A major topic within Pope’s work is the role of the individual and the collective within communities. She often works with young artists and students across Chicago, Illinois to explore, discover and express how race, gender, class, history, power and place affect the identity of a community at large.
Pope portrays communities as being an amalgamation of identities, with a foundation of unique multicultural perspectives that reveal strength through diversity. Her work has poignant and positive sociocultural overtones, which emphasize the importance of exhibiting empathy towards one another. One of Pope’s large scale installations that profoundly addresses this is Community Is Built On Empathy (2016), which was initially installed in the gymnasium at the Kenyon College Athletic Center in Gambier, Ohio. The installation consists of several banners –such as the ones you would see in a school gym or sporting arena to announce specific performance accolades– adorned with personal declarations. Hanging above and around the gymnasium floor, these banners are reminders of what it means to display value for yourself and others. The banners were created during the spring 2016 Semester at Kenyon College when Pope collaborated with two social science professors and their classes. The students in the two professor’s classes prompted anonymous personal statements from Kenyon college students and alongside Pope, they selected twenty of them to be made into banners.
Examples of specific texts include “I’m not good at being vulnerable,” “I am learning,” and “I wish I did more.” These phrases signify largely archetypal ideas about self perception. They are statements that have likely crossed our minds at one time or another. Whether we are open about these thoughts or not, these private and intimate notions shape the way we perceive ourselves and others. Sometimes we feel good about ourselves, while other times we have low self-esteem and feel largely negative about the condition of things. If we all want to live our best lives, we need to establish a strong sense of community by showing that we are aware and engaged in strengthening and embracing our personal and collective self-worth. That is the crux of Pope’s installation.
The fact that Pope’s artwork, Community Is Built On Empathy, was both realized and exhibited within an educational setting is a testament to the idea schools should create and maintain an environment that supports equity, equality, social justice and good well-being. Schools are communities made up of diverse groups of students and faculty members, each with their own unique experiences and backgrounds. As a result, it is a school’s fundamental duty to champion, recognize and reflect the diversity and uniqueness that is both implied and explicit within the school community.

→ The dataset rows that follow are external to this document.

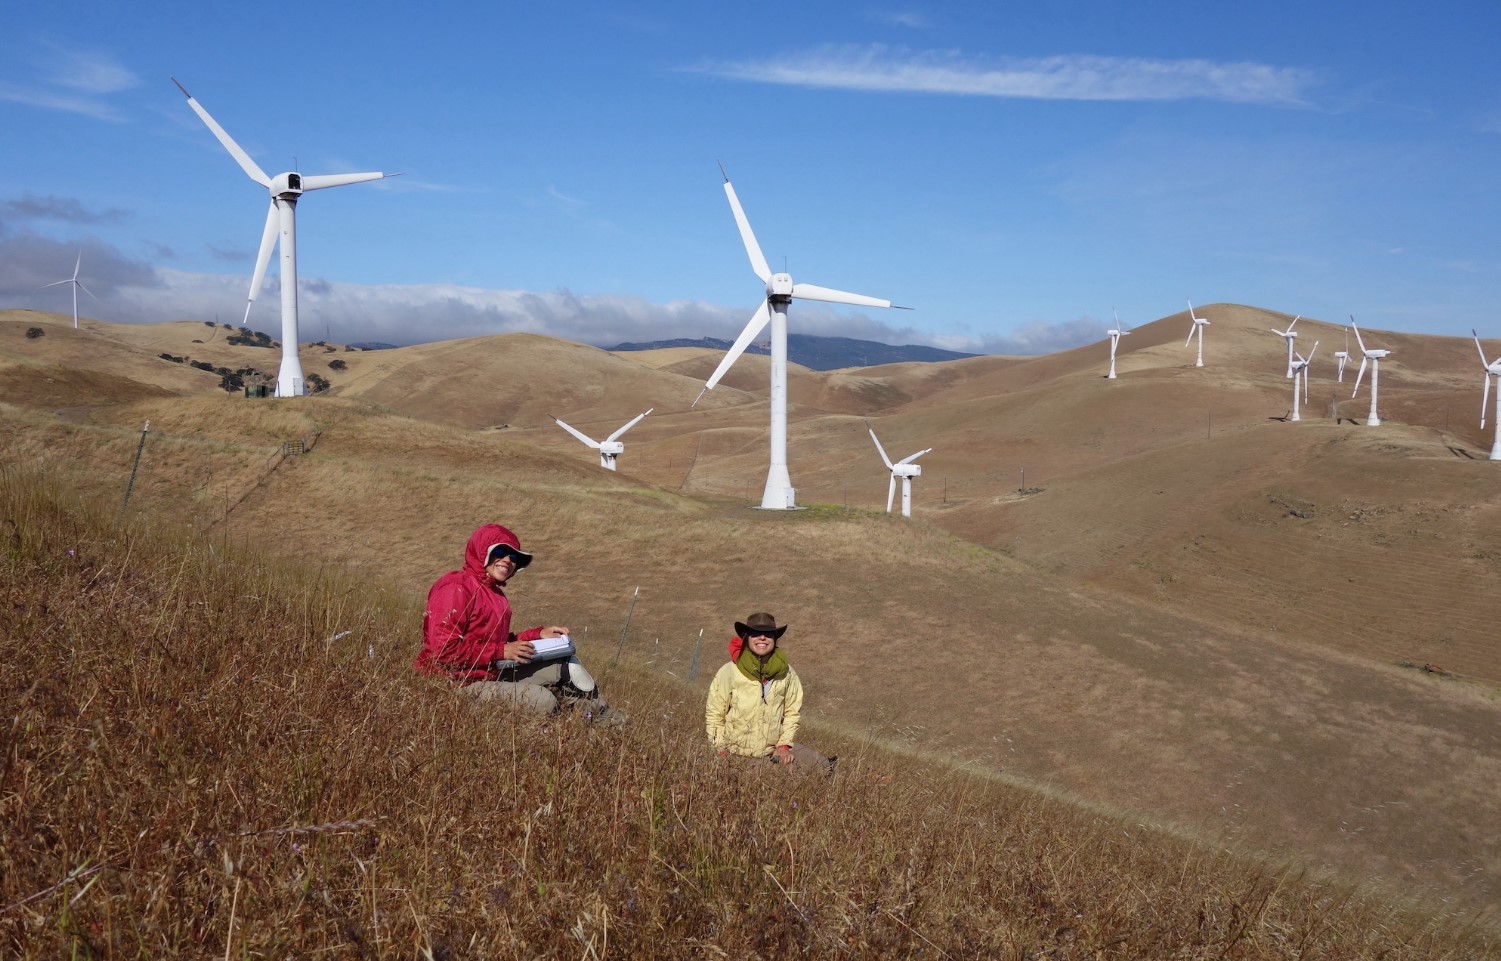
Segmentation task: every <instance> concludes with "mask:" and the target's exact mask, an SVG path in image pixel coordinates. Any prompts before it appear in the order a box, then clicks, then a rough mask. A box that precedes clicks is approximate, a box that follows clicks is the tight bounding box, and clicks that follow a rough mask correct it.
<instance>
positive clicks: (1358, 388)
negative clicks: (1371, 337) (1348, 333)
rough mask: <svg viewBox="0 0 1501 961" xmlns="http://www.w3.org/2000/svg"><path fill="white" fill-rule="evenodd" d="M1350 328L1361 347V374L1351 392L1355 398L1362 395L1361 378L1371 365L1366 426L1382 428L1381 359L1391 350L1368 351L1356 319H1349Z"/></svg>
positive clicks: (1357, 378) (1372, 350)
mask: <svg viewBox="0 0 1501 961" xmlns="http://www.w3.org/2000/svg"><path fill="white" fill-rule="evenodd" d="M1349 326H1351V329H1354V332H1355V344H1358V345H1360V372H1357V374H1355V389H1354V390H1351V392H1349V396H1351V398H1354V396H1355V395H1357V393H1360V378H1361V377H1364V375H1366V363H1367V362H1369V363H1370V414H1367V416H1366V426H1381V417H1378V416H1376V387H1378V386H1379V383H1381V359H1382V357H1385V356H1387V354H1390V353H1391V351H1390V350H1366V341H1364V339H1363V338H1361V336H1360V327H1357V326H1355V318H1354V317H1351V318H1349Z"/></svg>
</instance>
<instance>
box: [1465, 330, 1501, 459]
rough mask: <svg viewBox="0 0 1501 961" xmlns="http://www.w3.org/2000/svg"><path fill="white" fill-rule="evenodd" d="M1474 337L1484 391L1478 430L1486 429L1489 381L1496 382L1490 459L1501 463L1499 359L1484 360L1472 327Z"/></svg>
mask: <svg viewBox="0 0 1501 961" xmlns="http://www.w3.org/2000/svg"><path fill="white" fill-rule="evenodd" d="M1469 332H1471V333H1474V335H1475V350H1477V351H1480V366H1483V368H1484V371H1486V372H1484V374H1483V377H1484V390H1483V392H1481V393H1480V429H1481V431H1483V429H1486V407H1487V405H1489V401H1490V380H1492V378H1495V381H1496V416H1495V425H1493V428H1492V429H1493V431H1495V440H1493V441H1492V443H1490V459H1492V461H1501V357H1496V359H1495V360H1486V350H1484V347H1481V345H1480V332H1477V330H1475V329H1474V327H1471V329H1469Z"/></svg>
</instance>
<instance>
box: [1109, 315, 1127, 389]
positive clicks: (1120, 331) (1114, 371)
mask: <svg viewBox="0 0 1501 961" xmlns="http://www.w3.org/2000/svg"><path fill="white" fill-rule="evenodd" d="M1111 317H1114V318H1115V326H1114V327H1111V329H1109V330H1106V332H1105V333H1109V335H1111V372H1109V374H1106V375H1105V380H1115V347H1117V344H1120V342H1121V338H1123V336H1127V335H1129V333H1130V330H1127V329H1126V327H1123V326H1121V318H1120V314H1117V312H1115V308H1111Z"/></svg>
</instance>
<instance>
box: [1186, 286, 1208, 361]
mask: <svg viewBox="0 0 1501 961" xmlns="http://www.w3.org/2000/svg"><path fill="white" fill-rule="evenodd" d="M1189 320H1192V321H1193V326H1192V327H1189V339H1187V341H1183V345H1184V347H1187V345H1189V341H1192V339H1193V335H1195V333H1198V335H1199V359H1198V360H1196V362H1195V363H1193V366H1204V327H1208V326H1210V321H1207V320H1204V318H1202V317H1195V314H1193V302H1192V300H1189Z"/></svg>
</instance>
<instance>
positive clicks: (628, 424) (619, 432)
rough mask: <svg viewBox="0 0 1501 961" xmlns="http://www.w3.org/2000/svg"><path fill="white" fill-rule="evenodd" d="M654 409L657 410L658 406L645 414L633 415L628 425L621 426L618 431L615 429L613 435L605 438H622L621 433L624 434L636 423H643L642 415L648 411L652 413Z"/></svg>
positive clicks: (651, 408) (615, 438)
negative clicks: (635, 415) (621, 437)
mask: <svg viewBox="0 0 1501 961" xmlns="http://www.w3.org/2000/svg"><path fill="white" fill-rule="evenodd" d="M653 410H656V407H653V408H651V410H648V411H647V413H645V414H636V416H635V417H633V419H632V420H630V423H627V425H626V426H623V428H620V429H618V431H615V432H614V434H611V435H609V437H606V438H605V440H620V435H621V434H624V432H626V431H629V429H630V428H633V426H635V425H638V423H641V417H645V416H647V414H648V413H651V411H653Z"/></svg>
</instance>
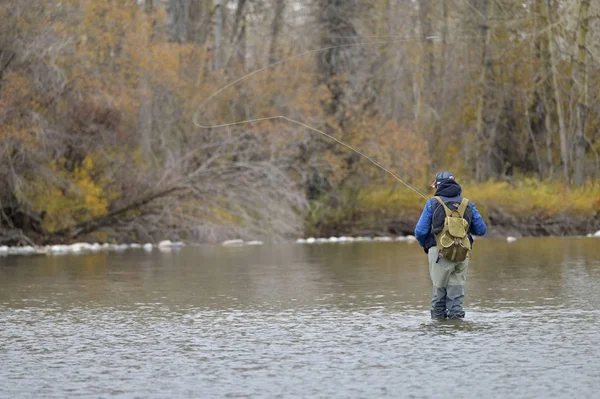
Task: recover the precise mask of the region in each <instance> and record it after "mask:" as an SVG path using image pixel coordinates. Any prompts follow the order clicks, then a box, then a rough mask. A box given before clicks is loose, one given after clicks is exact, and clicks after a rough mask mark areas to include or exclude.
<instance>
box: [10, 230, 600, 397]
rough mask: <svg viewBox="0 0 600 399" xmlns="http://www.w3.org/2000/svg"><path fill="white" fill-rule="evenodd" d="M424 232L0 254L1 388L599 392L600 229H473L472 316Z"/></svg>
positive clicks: (509, 391) (533, 394)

Schools should enable and empower students’ and educators’ best traits, while prompting them to be understanding, compassionate and patient with others. No one should feel disempowered or ashamed of who they are. The systemic perpetration of self-deception is a dangerous and dehumanizing practice, which leads to self and interpersonal discord. The whole framework of passing and failing within systems of education needs to be refocused in order to allow for students to make bold and positive discoveries about themselves and the world around them. Collectively addressing our vulnerability, weaknesses and self-worth, as well as celebrating our strengths and diversity, is the scaffolding and the pulse of a vibrant and liberated community.